The rate of allelic microevolution was calculated using the first and last sequenced isolates of the longitudinally sampled patients and from the household outbreaks. A rate of change in DNA sequences of 0.55 alleles per genome per year (95% CI 0.26–0.84) was inferred by maximum likelihood.

We also compared the correlation between MIRU-VNTR and allele diversity (Fig. 2b). Strikingly, apart from two exceptions, a threshold of five distinct alleles related to a maximum distance of three distinct MIRU-VNTR loci, and 12 distinct alleles with four distinct MIRU-VNTR loci (Fig. 2b).

To test the performance of the refined cgMLST schema for discriminating clinical isolates for transmission analysis, we selected seven clusters comprising 52 isolates from a longitudinal molecular epidemiological study carried out in Hamburg, Germany (see Materials and Methods). All strains in a particular cluster displayed identical spoligotyping patterns and comprised up to 26 strains (Fig. 3). For all strains, at least 98.6% of the cgMLST scheme targets fulfilled quality thresholds for detection (Table 3).

Fig. 3.

Fig. 3

Comparison of the SNP and cgMLST approach employed for seven clusters defined by traditional genotyping methods for the Hamburg surveillance study. Minimum spanning trees built from either identified SNP positions (A) or from the cgMLST approach (B), shown in logarithmic scale. Colors indicate genomic clusters defined by a maximum distance of 12 SNP positions or allele variants, with orange and yellow denoting identified genomic clusters, and isolates marked in grey ungrouped. Isolates labeled in red exhibit differences between both approaches in their position in the derived tree.

Table 3.

Evaluation of the improved cgMLST scheme with 52 isolates clustered by traditional genotyping.

Cluster ID Number of strains Subgroup Genotype (Coll 2014) Discerning SNPs Discerning alleles Perc. Min1 Perc. Max1
Cluster 48 9 LAM 4.3.4.2 8 8 99.4 99.5
Cluster 56 5 Beijing 2.2.1 57 41 98.6 98.7
Cluster 61 5 Euro-American 4.1.2 4 4 99.7 99.7
Cluster 80 26 Haarlem 4.1.2.1 322 206 99.7 99.7
Cluster 188 2 Beijing 2.2.1 0 0 98.6 98.7
Cluster 189 2 LAM 4.3.3 15 11 99.9 99.9
Cluster 199 3 Euro-American 4.8 5 3 99.5 99.6
Total: 52 411 273 98.6 98.9
1

Percentage of cgMLST genes fulfilling quality criteria, given as minimum and maximum value.

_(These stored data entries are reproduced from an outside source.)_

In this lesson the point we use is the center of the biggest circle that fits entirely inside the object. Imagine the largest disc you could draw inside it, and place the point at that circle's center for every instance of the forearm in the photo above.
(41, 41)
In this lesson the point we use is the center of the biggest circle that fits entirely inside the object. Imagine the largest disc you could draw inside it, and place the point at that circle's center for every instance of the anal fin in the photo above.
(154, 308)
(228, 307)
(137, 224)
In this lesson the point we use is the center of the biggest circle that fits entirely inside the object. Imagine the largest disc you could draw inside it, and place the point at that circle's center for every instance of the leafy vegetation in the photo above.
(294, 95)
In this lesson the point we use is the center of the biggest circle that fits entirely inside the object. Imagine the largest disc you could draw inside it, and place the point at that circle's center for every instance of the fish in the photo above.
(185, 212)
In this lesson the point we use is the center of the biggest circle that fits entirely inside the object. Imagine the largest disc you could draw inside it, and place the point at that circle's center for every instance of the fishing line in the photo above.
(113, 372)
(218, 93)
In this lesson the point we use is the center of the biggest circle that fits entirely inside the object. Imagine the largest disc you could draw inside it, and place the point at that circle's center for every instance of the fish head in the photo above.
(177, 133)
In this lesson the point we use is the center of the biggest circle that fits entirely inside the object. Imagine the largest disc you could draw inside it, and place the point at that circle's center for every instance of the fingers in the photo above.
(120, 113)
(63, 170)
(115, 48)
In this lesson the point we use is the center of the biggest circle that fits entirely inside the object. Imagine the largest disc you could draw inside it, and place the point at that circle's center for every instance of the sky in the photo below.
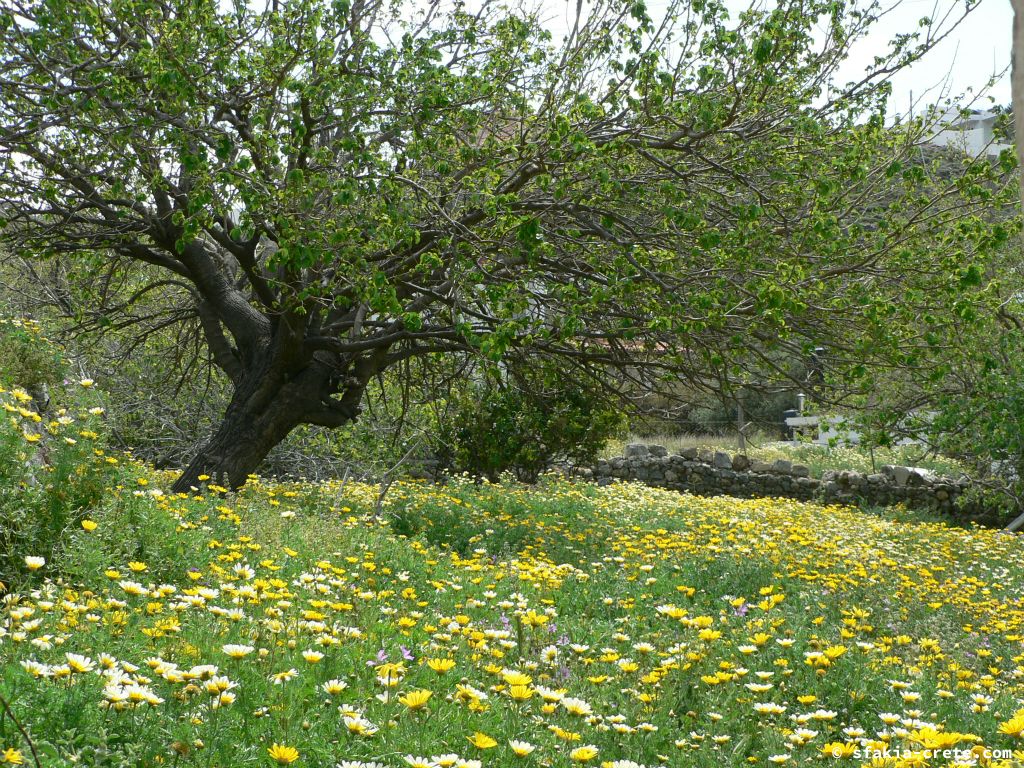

For each cluster, both, a SNP and cgMLST based analysis was carried out, including the definition of genomic clusters (GCs) by a maximum distance of 12 SNPs/ 12 distinct alleles to the nearest group member (Fig. 3). The SNP-based cluster analysis detected six GCs in the seven clusters, with one GC for clusters 48, 61, 188, and 199 each, and two GCs for cluster 80. All of these were confirmed by the cgMLST approach, with one additional GC suggested for cluster 189.

As expected, the number of distinct alleles between isolates using the cgMLST approach was smaller than the number of distinct SNP positions. For the seven clusters, this resulted in one additional GC suggested for cluster 189, and a lower discriminatory power for cluster 80, where two isolates (11114–03, 9956–03) separated by the SNP method fell into the central outbreak node in the cgMLST analysis. In addition, in two of the smaller clusters (48 and 199), the position of isolates was switched in the derived tree topology.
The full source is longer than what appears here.